Monday 18 December 2017

Doctor's orders: The habits you want to get into... and out of

It is impossible to change all bad practices at once, but by picking just two we can train ourselves to make healthier choices

ACTIVE: Consider cycling to work or just get off at an earlier bus stop
ACTIVE: Consider cycling to work or just get off at an earlier bus stop
Dr Ciara Kelly

Dr Ciara Kelly

'NOTHING so needs reforming as other people's habits." So said Mark Twain and I'm inclined to agree with him.

Other people's habits, much like other people's children, are infuriating. But in truth, we are all a jumble of habits – some good, some bad, and they tend to make up how we spend our time and live our lives. Most of us can identify some of our worst habits, but continue with them nonetheless. And then there's other habits we aren't even aware of because they're so ingrained.

But adopting good habits is key if you ever want to make lasting, sustainable change to your life in any area, and most especially the area of weight loss and healthy eating. There are still people who are overweight, and who look longingly at thin friends and say: "Oh you're so lucky you can eat what you like." As if weight management is a journey that you take until you reach a destination weight and once there you can throw away all notion of healthy eating. It's not. Weight loss is a journey that never really ends, because even when you get to your target weight if you stop doing what you did to get there you will slip right back into old habits that caused you to put on the weight in the first place.

And I'm choosing the word habit particularly – because if you do want to stay a healthy, weight – then habitual healthy choices have got to be made.

It's nigh on impossible to change all bad habits at once (or perhaps I just have more bad habits than most people) so I suggest as a starting point – pick two. One relating to diet and one relating to activity. Adopt a new regime in something, in both of these areas – and stick to it.

For example; you might decide to cut out white bread and also to adopt a more active way of commuting to work, such as walking or cycling. Or if that's not realistic, then getting off the bus a stop early or parking further away could be your new plan. But the main thing is sticking to it.

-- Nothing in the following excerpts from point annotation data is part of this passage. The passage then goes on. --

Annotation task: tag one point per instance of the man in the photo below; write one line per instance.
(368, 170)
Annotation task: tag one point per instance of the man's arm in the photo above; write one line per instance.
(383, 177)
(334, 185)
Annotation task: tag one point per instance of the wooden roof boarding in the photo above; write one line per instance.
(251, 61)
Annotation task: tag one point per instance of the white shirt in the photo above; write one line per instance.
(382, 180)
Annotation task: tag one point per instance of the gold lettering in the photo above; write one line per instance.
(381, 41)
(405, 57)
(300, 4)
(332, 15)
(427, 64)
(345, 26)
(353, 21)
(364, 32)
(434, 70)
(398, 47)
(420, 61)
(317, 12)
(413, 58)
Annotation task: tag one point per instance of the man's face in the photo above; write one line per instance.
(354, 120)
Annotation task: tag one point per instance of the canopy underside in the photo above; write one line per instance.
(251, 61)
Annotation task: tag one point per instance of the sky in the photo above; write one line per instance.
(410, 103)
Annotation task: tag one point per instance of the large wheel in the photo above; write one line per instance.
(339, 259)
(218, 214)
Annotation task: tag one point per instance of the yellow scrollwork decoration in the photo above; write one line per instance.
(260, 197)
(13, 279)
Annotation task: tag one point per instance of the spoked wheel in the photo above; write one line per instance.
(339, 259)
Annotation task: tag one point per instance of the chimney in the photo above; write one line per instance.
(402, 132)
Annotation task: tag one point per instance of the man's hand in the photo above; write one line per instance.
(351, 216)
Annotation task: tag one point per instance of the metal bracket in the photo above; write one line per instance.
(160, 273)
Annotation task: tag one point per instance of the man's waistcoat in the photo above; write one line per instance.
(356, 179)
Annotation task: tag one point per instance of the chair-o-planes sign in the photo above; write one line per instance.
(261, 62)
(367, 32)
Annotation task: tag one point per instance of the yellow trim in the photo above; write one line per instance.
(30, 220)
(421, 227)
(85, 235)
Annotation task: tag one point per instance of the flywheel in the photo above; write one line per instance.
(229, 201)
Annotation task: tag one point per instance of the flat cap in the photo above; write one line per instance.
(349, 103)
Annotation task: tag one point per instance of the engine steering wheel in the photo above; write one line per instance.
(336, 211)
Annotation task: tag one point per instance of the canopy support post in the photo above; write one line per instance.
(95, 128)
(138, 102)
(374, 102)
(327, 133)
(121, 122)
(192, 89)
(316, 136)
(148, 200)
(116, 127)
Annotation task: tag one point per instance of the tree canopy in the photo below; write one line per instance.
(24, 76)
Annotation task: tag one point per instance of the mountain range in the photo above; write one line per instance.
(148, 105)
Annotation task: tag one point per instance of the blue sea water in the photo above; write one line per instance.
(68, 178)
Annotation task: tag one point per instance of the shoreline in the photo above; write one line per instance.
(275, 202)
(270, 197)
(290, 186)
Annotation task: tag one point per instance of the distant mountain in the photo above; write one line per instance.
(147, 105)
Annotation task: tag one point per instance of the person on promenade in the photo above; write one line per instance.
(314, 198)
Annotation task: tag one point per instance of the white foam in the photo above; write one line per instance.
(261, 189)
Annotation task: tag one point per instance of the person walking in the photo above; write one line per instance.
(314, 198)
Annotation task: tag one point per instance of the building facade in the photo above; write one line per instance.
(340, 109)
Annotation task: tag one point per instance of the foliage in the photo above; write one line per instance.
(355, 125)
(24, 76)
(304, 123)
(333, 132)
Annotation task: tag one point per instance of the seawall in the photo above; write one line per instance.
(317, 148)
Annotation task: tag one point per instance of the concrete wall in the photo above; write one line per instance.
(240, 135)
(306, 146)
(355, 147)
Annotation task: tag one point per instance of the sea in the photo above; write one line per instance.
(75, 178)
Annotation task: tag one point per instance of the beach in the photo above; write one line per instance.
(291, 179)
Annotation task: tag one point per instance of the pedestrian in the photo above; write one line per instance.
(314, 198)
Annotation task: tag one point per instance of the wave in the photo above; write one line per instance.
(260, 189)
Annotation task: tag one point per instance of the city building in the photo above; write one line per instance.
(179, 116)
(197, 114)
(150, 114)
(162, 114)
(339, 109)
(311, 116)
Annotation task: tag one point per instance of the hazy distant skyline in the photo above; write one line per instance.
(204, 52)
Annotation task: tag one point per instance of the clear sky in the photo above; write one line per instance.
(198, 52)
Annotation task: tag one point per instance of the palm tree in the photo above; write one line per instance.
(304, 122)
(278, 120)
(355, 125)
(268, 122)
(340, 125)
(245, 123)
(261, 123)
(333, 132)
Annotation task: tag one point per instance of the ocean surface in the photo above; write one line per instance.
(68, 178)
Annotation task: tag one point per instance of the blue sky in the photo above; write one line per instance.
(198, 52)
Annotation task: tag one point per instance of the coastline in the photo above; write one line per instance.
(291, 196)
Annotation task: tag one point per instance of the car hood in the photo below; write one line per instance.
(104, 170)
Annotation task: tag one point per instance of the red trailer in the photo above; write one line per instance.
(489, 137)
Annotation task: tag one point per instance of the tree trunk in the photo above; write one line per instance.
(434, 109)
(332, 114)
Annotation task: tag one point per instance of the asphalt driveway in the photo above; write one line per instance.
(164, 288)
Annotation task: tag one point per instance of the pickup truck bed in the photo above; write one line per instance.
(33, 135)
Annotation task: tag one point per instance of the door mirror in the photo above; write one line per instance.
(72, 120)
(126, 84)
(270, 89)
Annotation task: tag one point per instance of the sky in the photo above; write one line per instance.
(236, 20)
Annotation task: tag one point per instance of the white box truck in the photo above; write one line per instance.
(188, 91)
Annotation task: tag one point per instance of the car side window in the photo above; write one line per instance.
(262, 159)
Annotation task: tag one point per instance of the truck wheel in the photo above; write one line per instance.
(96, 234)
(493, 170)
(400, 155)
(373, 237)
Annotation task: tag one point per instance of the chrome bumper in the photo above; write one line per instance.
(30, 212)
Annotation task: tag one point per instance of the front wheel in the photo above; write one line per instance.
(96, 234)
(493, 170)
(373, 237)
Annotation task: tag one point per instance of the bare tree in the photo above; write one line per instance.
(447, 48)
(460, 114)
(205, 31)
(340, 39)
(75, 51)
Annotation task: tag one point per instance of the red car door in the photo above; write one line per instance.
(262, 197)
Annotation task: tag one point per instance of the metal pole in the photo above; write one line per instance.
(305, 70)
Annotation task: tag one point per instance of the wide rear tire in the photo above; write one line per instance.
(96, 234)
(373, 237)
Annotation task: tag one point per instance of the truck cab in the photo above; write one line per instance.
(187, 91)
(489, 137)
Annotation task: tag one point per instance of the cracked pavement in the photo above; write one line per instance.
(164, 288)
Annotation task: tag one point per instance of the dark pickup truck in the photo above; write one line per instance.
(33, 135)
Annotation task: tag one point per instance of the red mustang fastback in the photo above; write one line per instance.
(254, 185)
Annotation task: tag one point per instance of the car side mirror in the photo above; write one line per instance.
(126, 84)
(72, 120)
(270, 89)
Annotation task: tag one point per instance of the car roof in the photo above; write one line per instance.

That means if you're running late you run late – but you still walk. Or, if you're starving and there's only white bread in the house you have an apple and go out grocery shopping. That way your new routine becomes entrenched and unassailable. That way, it becomes a habit. That way, your brain learns that this is just how you do things now. And so it gives up suggesting breakfast rolls for elevenses and driving the car to the shop at the end of the street. That way you de-programme the bad habits and replace them with the new you – as you want to be.

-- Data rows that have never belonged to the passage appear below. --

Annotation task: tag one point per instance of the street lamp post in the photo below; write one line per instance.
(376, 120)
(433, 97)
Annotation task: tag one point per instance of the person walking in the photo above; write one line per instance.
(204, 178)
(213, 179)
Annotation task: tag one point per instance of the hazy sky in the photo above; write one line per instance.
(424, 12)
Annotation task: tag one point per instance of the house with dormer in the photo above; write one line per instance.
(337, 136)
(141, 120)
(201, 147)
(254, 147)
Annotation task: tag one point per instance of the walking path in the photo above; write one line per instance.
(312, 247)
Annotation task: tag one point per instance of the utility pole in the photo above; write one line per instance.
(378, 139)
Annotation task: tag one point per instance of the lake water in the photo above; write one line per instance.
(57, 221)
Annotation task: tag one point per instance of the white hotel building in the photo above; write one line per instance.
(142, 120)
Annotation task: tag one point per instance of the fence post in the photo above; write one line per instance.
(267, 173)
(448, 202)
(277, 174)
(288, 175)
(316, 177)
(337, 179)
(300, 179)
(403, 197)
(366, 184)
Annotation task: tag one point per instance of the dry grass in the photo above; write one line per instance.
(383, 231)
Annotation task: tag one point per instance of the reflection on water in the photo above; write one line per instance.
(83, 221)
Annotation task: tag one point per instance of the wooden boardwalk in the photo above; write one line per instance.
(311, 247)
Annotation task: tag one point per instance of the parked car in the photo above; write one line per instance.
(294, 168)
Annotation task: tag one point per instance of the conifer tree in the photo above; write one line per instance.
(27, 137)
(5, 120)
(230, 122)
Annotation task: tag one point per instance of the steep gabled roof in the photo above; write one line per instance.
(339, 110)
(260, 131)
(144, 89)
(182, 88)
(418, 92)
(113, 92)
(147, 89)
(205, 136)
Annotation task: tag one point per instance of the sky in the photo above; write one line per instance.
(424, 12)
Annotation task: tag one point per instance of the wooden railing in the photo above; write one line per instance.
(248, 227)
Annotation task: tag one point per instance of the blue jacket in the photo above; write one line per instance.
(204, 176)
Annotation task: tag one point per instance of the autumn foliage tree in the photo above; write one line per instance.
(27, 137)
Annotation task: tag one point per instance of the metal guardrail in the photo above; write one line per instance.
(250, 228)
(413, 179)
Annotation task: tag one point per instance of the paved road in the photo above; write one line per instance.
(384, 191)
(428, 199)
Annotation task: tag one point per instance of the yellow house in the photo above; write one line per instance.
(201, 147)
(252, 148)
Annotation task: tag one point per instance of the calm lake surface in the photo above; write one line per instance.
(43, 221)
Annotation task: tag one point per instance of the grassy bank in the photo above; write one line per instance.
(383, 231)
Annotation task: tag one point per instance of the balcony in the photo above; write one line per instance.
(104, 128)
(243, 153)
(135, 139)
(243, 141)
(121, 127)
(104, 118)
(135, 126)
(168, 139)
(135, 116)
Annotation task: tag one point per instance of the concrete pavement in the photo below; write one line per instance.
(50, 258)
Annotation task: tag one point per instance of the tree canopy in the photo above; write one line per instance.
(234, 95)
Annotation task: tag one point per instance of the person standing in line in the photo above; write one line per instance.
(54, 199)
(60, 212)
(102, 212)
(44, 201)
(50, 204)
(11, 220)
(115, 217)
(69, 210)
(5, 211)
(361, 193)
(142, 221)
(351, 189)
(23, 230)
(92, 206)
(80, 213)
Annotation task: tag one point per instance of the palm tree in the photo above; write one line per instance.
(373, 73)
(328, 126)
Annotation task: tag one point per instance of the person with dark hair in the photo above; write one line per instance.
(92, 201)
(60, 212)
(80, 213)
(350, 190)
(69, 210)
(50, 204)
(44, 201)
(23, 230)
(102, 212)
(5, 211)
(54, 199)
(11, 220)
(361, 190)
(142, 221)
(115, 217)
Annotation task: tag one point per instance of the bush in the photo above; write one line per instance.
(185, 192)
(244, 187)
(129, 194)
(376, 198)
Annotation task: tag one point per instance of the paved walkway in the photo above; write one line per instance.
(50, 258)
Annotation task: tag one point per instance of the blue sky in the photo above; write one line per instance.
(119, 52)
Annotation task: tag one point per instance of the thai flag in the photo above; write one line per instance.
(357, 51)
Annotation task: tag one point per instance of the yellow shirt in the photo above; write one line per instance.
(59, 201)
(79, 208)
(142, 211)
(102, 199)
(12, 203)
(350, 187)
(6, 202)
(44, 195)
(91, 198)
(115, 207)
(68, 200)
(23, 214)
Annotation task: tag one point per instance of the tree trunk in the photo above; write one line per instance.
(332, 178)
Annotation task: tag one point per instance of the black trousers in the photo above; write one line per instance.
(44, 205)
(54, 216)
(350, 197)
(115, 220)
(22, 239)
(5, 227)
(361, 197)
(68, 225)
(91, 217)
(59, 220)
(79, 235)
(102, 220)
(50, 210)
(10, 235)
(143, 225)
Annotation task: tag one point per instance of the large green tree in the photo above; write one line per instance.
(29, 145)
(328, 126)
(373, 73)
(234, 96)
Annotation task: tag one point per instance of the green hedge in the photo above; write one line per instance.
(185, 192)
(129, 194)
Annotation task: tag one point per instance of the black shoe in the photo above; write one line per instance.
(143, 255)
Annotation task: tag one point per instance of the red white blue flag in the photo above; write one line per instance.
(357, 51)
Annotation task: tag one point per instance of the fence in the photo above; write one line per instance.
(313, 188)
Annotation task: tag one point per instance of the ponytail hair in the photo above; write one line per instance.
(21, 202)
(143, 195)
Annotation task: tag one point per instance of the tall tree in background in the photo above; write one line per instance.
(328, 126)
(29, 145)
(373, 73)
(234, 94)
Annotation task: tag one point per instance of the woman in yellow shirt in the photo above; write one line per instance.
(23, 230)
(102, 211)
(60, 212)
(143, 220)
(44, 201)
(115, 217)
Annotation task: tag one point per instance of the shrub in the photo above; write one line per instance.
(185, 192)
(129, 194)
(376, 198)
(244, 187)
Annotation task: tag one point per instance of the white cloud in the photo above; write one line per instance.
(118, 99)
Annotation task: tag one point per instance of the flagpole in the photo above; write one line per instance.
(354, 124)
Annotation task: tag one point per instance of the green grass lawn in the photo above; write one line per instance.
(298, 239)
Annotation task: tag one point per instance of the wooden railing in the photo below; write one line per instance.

Believe it or not, it only takes three weeks to break a habit, although it can take a little longer to establish a new one. And in the beginning you are always vulnerable to slipping back into your bad old ways – so prioritising your new plan coupled with rigidity is very important. Forming healthy habits – while tough at first, as you move out of your comfort zone – becomes immeasurably easier with time. And, in fact, that is the beauty of a habit – the mindless nature of it. You don't have to think about healthy choices, you just make them automatically. The more you resist temptation the less tempting it becomes. And if it's motivation that gets you started – it's habit that keeps you going.